Ethres iru-caches iruchache uudi The packages include a weaponized GitHub Action that harvests CI/CD secrets and exfiltrates them via HTTPS with DNS fallback, going beyond npm-based propagation.

The same worm code, however, showing up in several typosquatting packages and publisher aliases suggests deliberate distribution as opposed to an unintentional release. "Defenders should treat these packages as active compromise risks rather than benign test artifacts, as the destructive and propagation behaviors remain real and high-risk." The revelation follows Veracode and JFrog's descriptions of two additional malicious npm packages, "buildrunner-dev" and "eslint-verify-plugin," respectively, that are intended to distribute a remote access trojan (RAT) that targets Linux, macOS, and Windows.
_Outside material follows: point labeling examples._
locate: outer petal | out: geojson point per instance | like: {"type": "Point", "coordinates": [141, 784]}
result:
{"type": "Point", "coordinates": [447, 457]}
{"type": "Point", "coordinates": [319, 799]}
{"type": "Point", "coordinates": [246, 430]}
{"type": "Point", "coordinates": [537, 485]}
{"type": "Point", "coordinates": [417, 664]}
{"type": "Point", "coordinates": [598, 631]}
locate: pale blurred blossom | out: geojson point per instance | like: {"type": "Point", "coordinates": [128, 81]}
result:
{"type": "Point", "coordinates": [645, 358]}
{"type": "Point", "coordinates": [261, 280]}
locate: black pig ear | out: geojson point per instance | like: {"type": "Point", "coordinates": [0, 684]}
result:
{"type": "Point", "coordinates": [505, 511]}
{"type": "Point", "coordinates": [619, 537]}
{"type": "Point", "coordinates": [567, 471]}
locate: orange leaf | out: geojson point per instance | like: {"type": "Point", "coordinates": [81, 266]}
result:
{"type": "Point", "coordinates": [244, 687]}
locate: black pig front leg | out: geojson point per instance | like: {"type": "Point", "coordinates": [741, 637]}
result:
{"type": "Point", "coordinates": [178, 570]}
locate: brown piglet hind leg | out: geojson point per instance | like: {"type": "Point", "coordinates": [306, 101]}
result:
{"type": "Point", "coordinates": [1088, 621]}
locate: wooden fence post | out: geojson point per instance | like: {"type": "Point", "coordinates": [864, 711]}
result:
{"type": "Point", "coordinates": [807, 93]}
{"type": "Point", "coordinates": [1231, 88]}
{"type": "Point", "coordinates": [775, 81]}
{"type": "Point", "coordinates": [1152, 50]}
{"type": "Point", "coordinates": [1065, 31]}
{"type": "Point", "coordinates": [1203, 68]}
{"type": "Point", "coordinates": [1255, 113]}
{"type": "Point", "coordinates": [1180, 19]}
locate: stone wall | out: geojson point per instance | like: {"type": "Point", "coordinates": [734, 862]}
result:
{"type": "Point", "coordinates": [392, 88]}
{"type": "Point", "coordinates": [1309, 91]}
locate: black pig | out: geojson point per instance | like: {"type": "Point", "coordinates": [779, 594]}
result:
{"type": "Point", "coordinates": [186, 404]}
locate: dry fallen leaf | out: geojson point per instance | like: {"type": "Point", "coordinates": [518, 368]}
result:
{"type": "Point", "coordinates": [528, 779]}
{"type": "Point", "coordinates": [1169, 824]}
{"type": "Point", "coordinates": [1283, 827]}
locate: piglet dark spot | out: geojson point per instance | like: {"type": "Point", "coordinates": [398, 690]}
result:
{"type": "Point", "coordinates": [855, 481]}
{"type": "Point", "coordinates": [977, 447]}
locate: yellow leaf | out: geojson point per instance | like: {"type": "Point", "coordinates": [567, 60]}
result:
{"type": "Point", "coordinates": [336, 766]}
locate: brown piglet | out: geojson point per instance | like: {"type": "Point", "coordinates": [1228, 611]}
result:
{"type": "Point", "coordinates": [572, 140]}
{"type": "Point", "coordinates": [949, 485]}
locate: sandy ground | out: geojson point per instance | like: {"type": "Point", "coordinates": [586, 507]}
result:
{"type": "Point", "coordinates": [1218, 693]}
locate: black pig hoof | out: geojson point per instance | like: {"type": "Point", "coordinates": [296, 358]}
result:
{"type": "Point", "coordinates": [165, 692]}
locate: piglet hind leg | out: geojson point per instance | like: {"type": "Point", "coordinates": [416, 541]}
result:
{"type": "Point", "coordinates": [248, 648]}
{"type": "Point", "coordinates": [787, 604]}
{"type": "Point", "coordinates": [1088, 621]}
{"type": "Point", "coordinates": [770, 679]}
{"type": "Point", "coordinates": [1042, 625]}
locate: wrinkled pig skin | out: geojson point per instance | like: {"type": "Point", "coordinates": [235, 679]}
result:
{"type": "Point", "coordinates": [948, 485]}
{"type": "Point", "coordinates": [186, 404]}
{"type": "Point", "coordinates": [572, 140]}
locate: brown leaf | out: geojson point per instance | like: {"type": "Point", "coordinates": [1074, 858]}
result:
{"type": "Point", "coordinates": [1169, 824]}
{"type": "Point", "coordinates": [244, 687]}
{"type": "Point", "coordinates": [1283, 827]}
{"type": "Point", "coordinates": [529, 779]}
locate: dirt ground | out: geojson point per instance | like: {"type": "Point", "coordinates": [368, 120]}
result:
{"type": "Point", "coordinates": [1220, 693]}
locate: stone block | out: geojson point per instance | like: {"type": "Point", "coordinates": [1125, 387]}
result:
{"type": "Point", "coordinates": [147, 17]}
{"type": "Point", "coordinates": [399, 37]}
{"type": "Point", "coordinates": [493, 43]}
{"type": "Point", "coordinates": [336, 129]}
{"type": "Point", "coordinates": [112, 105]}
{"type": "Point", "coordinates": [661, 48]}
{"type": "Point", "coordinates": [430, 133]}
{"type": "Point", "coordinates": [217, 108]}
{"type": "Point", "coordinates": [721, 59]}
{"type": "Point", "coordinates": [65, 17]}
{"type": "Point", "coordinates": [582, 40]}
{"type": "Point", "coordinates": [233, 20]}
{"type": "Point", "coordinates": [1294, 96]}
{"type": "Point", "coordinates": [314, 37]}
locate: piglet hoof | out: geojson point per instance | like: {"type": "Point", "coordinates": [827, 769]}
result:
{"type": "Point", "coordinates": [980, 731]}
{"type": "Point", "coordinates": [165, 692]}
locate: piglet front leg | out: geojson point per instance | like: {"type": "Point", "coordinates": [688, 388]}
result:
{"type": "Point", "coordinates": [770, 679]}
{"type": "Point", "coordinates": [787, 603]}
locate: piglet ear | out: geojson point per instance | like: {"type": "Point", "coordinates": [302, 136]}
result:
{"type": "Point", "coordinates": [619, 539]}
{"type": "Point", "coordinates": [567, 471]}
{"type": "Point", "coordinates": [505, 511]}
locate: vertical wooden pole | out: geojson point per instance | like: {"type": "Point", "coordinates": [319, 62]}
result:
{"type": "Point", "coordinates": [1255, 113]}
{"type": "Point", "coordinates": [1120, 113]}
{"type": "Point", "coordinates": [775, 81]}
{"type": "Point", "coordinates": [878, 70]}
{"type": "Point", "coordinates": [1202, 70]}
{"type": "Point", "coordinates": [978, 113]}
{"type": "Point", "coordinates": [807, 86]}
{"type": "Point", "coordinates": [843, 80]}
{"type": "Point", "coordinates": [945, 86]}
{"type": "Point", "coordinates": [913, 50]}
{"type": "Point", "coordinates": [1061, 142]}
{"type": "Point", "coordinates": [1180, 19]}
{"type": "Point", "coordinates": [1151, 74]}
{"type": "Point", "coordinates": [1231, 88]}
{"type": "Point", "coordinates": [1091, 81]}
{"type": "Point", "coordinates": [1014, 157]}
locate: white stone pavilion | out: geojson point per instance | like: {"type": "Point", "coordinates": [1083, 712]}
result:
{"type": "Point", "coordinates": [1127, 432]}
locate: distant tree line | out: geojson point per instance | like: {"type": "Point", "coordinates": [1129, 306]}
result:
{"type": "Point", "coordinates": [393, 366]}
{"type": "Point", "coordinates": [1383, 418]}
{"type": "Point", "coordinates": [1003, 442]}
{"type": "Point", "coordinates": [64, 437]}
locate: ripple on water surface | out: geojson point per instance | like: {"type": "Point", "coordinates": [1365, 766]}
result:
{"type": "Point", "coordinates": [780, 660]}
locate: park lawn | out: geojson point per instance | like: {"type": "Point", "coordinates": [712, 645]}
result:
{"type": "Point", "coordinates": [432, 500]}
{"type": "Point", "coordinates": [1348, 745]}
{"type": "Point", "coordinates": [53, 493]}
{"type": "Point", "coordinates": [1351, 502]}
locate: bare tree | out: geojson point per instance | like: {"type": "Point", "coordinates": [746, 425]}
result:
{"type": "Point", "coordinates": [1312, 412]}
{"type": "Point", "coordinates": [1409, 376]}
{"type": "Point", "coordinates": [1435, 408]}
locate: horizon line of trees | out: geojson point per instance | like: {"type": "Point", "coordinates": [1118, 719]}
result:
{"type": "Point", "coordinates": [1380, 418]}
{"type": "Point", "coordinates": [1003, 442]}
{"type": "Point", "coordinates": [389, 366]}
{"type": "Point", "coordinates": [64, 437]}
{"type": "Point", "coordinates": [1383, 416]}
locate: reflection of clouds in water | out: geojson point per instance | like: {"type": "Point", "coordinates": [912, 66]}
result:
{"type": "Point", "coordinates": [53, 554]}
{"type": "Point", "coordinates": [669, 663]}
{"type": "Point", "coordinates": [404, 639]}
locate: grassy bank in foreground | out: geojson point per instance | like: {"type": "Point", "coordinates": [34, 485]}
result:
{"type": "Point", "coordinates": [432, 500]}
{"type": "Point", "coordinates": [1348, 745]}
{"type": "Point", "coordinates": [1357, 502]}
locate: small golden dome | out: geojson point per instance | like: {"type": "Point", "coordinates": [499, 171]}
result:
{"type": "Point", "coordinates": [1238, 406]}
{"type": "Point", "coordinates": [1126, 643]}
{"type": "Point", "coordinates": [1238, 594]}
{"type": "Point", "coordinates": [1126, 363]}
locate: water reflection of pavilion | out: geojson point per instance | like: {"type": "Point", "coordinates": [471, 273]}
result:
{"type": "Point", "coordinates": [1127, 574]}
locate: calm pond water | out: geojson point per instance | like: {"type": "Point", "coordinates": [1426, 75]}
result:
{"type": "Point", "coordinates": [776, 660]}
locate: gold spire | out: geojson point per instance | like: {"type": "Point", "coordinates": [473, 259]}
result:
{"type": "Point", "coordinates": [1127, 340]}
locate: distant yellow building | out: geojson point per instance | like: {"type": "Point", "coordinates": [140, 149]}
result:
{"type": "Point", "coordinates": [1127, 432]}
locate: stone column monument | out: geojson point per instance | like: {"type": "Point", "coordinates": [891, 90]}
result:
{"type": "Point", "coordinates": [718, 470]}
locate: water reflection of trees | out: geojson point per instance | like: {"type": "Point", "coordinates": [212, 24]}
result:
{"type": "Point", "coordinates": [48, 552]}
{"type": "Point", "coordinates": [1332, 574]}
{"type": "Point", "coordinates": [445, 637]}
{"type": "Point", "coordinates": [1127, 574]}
Pulsar RAT, an open-source RAT distributed through a PNG image hosted on i.ibb[. ]co, is the.NET malware used by buildrunner-dev. However, according to JFrog, Eslint-verify-plugin "masquerades as a legitimate ESLint utility while deploying a sophisticated, multi-stage infection chain targeting macOS and Linux environments."

The package installs a Poseidon agent for the Mythic C2 framework on Linux. File operations, credential harvesting, and lateral movement are just a few of the many post-exploitation features it makes possible.